When I did this walk in 2012 it was at the beginning of my holiday and it was very hot, so by this point in the walk I was very tired, so I decided to follow Ralph Storer’s directions and take the good path that goes down into Coire a’ Mhusgain. This time I wanted to keep to my route of 2005 so I passed by Lochan Coire nam Miseach and climbed a good zigzagging path up to a grassy saddle that sits below Sgorr an Iubhair. Turning away from that hill I faced the start of the grandiosely named Devil’s Ridge. Initially I kept to a path that shirks the top, a short distance down the western side of the ridge, until eventually I climbed up to the top and along the ridge up to the top of Stob a’ Choire Mhail. So far the ridge had been relatively easy and it had afforded me with fabulous views towards the eastern Mamores across Coire a’ Mhail. I wish I’d had an opportunity on this holiday to climb those mountains, but that will have to wait another year. Beyond the top the ridge narrowed deliciously which left me rather nervously making my way along the ridge that was beginning to justify its name. There is a notch in the ridge that is particularly difficult to cross and although I may have kept on top all the way in 2005, now I scrambled down early on the bypassing path before getting back onto the ridge beyond and continuing towards Sgurr a’ Mhaim.

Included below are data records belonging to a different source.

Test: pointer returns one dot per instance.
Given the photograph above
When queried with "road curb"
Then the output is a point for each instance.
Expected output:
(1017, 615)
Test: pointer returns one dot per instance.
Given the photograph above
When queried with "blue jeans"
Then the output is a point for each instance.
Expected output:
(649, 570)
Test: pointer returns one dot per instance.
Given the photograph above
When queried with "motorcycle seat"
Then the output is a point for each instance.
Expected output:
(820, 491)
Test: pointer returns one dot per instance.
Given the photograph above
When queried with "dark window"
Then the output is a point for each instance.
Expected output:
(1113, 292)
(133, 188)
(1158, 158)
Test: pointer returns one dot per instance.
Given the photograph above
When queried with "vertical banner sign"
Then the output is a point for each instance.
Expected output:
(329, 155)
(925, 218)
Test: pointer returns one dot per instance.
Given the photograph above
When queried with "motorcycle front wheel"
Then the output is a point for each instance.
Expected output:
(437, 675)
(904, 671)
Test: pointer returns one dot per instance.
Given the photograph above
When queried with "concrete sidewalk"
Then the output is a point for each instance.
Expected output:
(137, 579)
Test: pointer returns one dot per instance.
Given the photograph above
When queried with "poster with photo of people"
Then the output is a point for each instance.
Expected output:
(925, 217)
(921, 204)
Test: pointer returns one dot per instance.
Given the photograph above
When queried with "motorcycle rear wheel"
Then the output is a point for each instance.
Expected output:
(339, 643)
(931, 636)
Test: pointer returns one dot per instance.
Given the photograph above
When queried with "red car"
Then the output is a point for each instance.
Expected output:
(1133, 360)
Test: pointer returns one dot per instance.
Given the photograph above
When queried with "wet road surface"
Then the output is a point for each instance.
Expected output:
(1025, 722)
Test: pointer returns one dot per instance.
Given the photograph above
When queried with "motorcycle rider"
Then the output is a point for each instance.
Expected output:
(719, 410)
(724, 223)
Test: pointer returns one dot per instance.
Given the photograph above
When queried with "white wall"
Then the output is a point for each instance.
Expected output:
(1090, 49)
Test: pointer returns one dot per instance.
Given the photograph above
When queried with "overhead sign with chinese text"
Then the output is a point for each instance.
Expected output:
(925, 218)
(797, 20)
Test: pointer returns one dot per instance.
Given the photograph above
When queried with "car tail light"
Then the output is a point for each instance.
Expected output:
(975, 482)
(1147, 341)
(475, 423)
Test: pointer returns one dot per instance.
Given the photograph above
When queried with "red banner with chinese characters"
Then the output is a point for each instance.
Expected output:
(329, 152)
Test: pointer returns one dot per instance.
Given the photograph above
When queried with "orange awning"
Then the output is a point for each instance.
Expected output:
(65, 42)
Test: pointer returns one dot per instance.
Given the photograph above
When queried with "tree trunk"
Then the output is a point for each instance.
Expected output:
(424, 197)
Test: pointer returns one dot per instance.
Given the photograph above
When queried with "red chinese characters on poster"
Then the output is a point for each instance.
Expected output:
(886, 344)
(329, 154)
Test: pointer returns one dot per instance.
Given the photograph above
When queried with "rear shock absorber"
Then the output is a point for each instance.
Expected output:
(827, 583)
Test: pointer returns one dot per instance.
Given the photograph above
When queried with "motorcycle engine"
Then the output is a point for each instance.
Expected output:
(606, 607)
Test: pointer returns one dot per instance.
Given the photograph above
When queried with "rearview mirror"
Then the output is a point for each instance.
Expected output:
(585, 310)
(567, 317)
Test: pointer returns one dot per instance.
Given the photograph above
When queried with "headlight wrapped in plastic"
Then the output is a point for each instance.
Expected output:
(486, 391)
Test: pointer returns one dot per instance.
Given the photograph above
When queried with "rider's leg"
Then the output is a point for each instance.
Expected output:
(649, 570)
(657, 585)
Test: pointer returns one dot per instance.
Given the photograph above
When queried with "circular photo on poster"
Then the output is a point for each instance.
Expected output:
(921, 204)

After I reached the end of the Devil’s Ridge, a tiringly steep climb brought me up to the summit of the highest mountain on this round, Sgurr a’ Mhaim, and from where the views were again stunning with Ben Nevis to the north, across the deep gap of Glen Nevis, dominating the views. My descent took me across the sea of white quartzite stones that decorates this mountain. In 2005 I slid all the way down the stones completely ignoring, or destroying, the path, but now I tried to keep to the path, slowly descending and not sliding down, though this was very difficult especially towards the bottom of the stones where the path had deteriorated. Even after I had come off the stones the steep descent continued on a zigzagging path. At one point I slid over onto my poles and when I got up I discovered that one pole that already had a slight bend in it was now bent in half. Therefore I had to do the remaining descent with just one pole, so I was very relieved when I finally reached the bottom of the path beside the Allt Coire a’ Mhusgain. I really did not enjoy that descent even though in 2005 I had said it was “a most enjoyable descent.” Now I prefer slow and gradual descents and this was just too steep.

Upon reaching the road I walked past the new car park that didn’t appear to have been finished yet, and from the top of the mountain had looked like a scar amongst the otherwise natural scenery with the newly laid tarmac shining in the sunlight. My return to Glen Nevis through the Nevis Forest brought me back to the campsite where I was staying after a rather mixed day. The actual walk on top of the mountains was fantastic in awesome weather, so I thoroughly enjoyed that and I loved doing the Devil’s Ridge again after seventeen years even though it was more nerve-racking than I remembered. The views were extra special and to see mountains in all directions is something I never tire of, but I did not enjoy the descent especially as it led to a broken pole. Even though the day had not started well and did not end well, this was a fantastic mountain walk.